クロッカスの眠り









辺りはまだ薄暗い。
陽は上がっていない。
アタシは必要な物を鞄一杯に詰め込んで、家を飛び出した。





「はあ、はあ、」

白い吐息さえ出ないものの、春の朝はまだ肌寒かった。それでもアタシの体に当たる風を振り切りながら、懸命に向かった。
行き先、小出高校旧校舎裏庭。

フェンスに足を掛けるとそのまま一気に登り上がる。身軽な体に感謝をした。
そのまま柔い土の上へと着地すると、スカートのプリーツを直しながら、昨日の場所まで駆ける。
昨日の場所と言うのはアタシが椎名先生の花壇から引き抜いたクロッカスを植え直した場所である。
裏庭の一番手前の桜の木の下であった。

アタシはクロッカスを引き抜いた罪を償うために先生ともう一度クロッカスを元気にすることを約束したのだ。
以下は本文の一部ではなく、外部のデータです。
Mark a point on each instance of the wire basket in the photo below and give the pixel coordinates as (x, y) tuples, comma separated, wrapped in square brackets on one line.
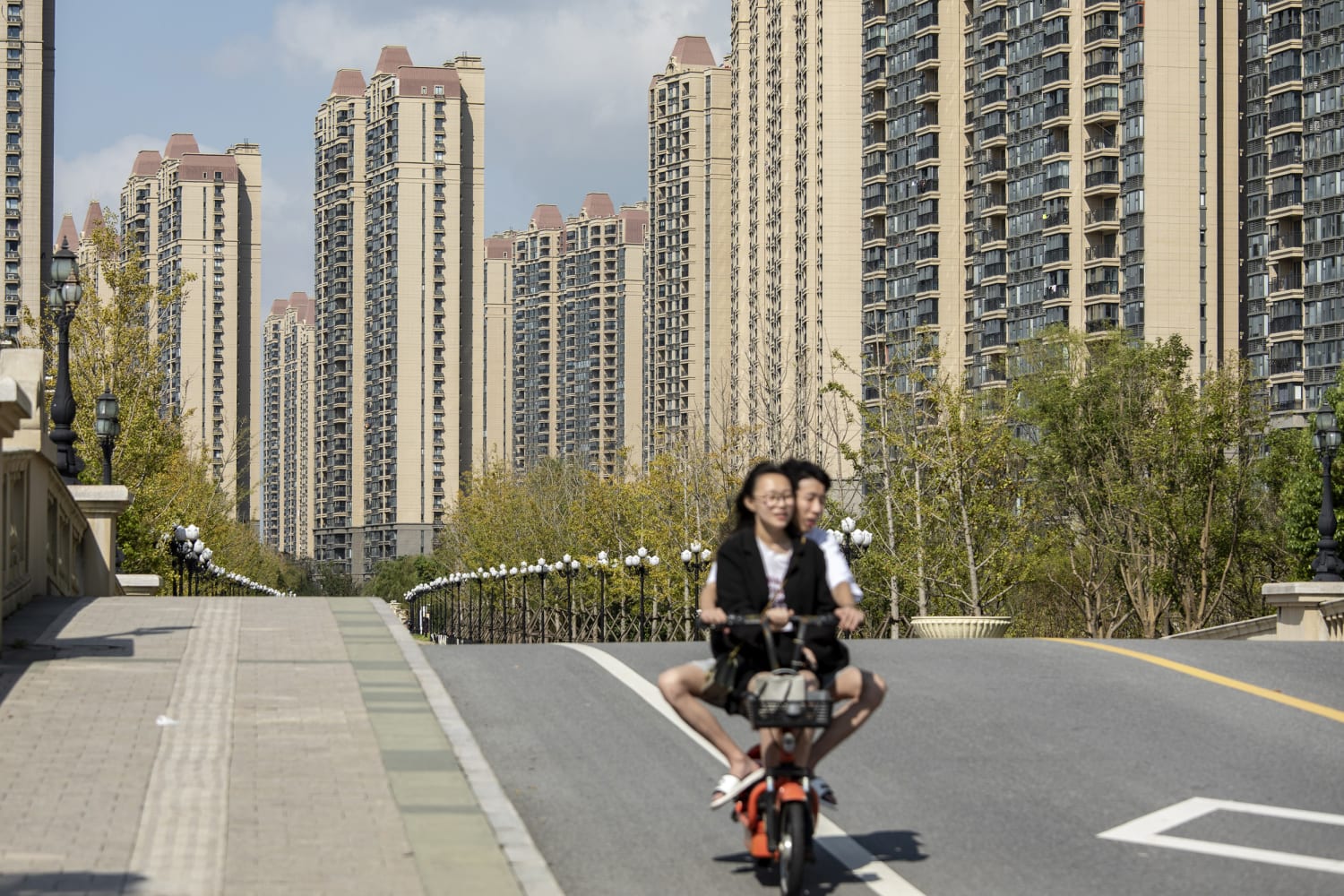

昨日帰ってからもずっと気にしていたクロッカスの生命力。
必死に駆けた先に黄色いクロッカスを見つけた。

アタシが引き抜いてしまったせいか、まだ陽が出ていないせいか。
クロッカスの花は閉じて頭を垂れていた。その姿に改めて自分の仕出かした事の痛みを痛感する。

ツンと喉に涙の味を感じて堪える。
泣きたいのはアタシではない。





「……ごめんね。」

弱ったクロッカスにそっと手を添えると、アタシは鞄に詰めて来た物にもう片方の手を伸ばした。

肥料を数種類。如雨露に栄養材。
お祖母ちゃんに内緒で貰って来た家の庭で使われているもの達。
使い方も全く解らない癖にインターネットで情報を沢山集めた。
その情報を認めたノートを地面に開きながら、アタシは肥料の袋を開ける。
ノートは朝露に滲みてふやけていった。





どれだけ時間が掛かったのだろう。
気が付いたら、陽が昇り、朝が辺りを包んでいた。
泥だらけの手を叩きながら、もう一度クロッカスを固定する。
花に掛からないように漸く根元に如雨露で水を遣った。
クロッカスはこの水を飲んでくれるだろうか。
肥料を栄養素として体内に取り込んでくれるだろうか。

アタシは初めて小さな命に触れた気がした。





「……元気になってくれると嬉しいな……。」

その言葉にクロッカスの花弁が微かに開き始めたのをアタシは後に知る。





鞄の中身が散々した裏庭の一角で椎名は足を止めた。
習慣で出勤すると直ぐに旧校舎の裏庭へ赴く彼が今日はいつもと違う光景を目にした。

泥だらけの手と制服と。
傍にまだうっすらとではあるが花弁を開き始めた黄色いクロッカス。
そのまま体を横たえて目を閉じている生徒が一人。
紛れもなく、昨日クロッカスを引き抜いた犯人がその場でクロッカスに寄り添うように静かに眠っていた。

「……生きてる?」

彼が一歩近づいた瞬間に生徒が体をゆっくり上下に動かしながら小さい呼吸をしているのが確認出来た。





「……色々調べたのか……。」

自分の足元に散々する物の中からふやけたノートを拾い上げる。
白いノートはたっぷりと水分を含み、重くそして泥塗れで半分の文字は滲んで読むことが出来なかった。
そしてそのままクロッカスとその隣に横たわる少女を見下ろす。

──どうしたら解らず、投げ出すか泣き付くかでもしてくるかと思っていたのに。

一瞬だけ、椎名の口元が一文字から弧を描いた。



「……この分じゃ俺の出番はない。」
「ニャア。」

椎名はいつものように肩に野良を担ぐと、裏庭の奥へと姿を消した。





昇り始めた陽を浴びながら、まだ弱々しいが黄色いクロッカスが雫に光を反射させ輝いていた。

その横にはまだ目を覚ますことのない、くたくたの白衣を上から被せられた生徒が一人──。